Erlang

RabbitMQ Mirrored Queues Gotchas

by Szymon Mentel

Mirrored Queues are a popular RabbitMQ feature that provides High Availability (HA). HA, in this context simply means that RabbitMQ nodes in the cluster can fail and the queues will still be available for the clients.
However, the HA queues can lead to some unexpected behaviour in failure scenarios or when combined with specific queue properties. In this blog post, we share three examples of these unpredictable behaviours that we have come across in RabbitMQ. This blog will help us explain some of the intricacies of HA queues. In doing so, we’ll also demonstrate how one can analyze the behaviours of a RabbitMQ cluster on a laptop or a single machine using common tools. Thus the next chapter briefly discusses the requirements to do so and scripts in the assisting repository that allow us to test the presented cases.

Setup

If you want to reproduce the examples from the post you will need the following dependencies installed:

Make
Git
Docker
Python3
Pipenv
Rabbitmq-perf-test 2.8.0
Wireshark (optional)

All the scenarios are based on a 2-node cluster consisting of RabbitMQ Docker containers - rmq1 and rmq2 - running Rabbit in version 3.7.15. Both containers expose ports 5672 (AMQP) and 15672 (management plugin) which are mapped to 5672/15672 and 5673/15673 for rmq1 and rmq2 respectively. In other words, once you set up the cluster, AMQP port for rmq1 is available at amqp://localhost:5672 and the management interface at http://localhost:15672.

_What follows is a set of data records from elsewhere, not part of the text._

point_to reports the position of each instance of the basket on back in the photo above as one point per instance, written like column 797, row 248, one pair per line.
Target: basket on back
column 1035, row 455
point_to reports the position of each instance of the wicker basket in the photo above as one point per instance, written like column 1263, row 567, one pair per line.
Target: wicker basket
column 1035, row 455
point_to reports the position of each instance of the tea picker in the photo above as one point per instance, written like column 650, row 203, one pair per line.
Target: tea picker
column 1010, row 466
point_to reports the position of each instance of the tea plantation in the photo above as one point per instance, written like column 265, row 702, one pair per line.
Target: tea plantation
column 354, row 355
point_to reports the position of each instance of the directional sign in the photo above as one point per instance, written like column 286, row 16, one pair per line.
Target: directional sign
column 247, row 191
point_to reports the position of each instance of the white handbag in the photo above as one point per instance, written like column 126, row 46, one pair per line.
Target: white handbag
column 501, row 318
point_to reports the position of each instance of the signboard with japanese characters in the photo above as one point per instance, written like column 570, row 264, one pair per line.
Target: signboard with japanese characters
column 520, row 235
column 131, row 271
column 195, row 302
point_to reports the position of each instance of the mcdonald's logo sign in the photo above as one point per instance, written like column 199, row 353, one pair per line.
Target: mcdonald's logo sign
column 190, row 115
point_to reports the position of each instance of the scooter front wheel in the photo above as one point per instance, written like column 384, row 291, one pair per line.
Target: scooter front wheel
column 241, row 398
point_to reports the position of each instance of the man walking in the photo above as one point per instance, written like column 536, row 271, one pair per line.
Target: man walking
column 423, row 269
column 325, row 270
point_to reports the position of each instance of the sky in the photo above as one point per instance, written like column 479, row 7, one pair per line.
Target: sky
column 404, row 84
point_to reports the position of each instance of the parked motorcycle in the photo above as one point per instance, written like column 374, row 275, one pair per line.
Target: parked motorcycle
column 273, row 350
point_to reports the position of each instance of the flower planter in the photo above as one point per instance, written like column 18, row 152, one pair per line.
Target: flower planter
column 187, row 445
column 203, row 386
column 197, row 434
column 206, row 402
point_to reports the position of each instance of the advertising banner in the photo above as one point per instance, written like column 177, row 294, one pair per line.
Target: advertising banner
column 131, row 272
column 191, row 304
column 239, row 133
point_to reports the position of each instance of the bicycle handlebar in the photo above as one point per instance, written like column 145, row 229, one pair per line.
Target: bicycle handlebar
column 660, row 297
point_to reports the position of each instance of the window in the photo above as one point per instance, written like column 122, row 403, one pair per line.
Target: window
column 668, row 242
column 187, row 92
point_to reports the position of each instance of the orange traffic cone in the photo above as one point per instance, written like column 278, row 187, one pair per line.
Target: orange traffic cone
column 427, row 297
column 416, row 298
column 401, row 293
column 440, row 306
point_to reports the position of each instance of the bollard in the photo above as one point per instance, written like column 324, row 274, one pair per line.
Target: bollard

The cluster is started with make up and tore down with make down. The up command will start the containers, attach them to a rmq network and install the following policy:

two dogs look up at camera

To see the logs run make logs1 to attach the output of the rmq1 container. Also, Python scripts are in use, thus pipenv install and pipenv shell need to be run to install the Python dependencies and start a shell within the python virtualenv respectively.

Auto-delete property for an HA queue

A queue in RabbitMQ can have the auto-delete property set. A queue with this property will be deleted by the broker once the last consumer unsubscribes. But what does this mean in a distributed environment where consumers are connected to different nodes and queue slaves are promoted to masters on failure? Let’s explore this example by setting up an environment for testing. Run make up which will spawn and cluster the RabbitMQ containers. The command should finish with an output similar to the below:

Cluster status of node rabbit@rmq1 ...  
[{nodes,[{disc,[rabbit@rmq1,rabbit@rmq2]}]},  
{running_nodes,[rabbit@rmq2,rabbit@rmq1]},  
{cluster_name,<<"rabbit@rmq1">>},  
{partitions,[]}, {alarms,[{rabbit@rmq2,[]},{rabbit@rmq1,[]}]}]  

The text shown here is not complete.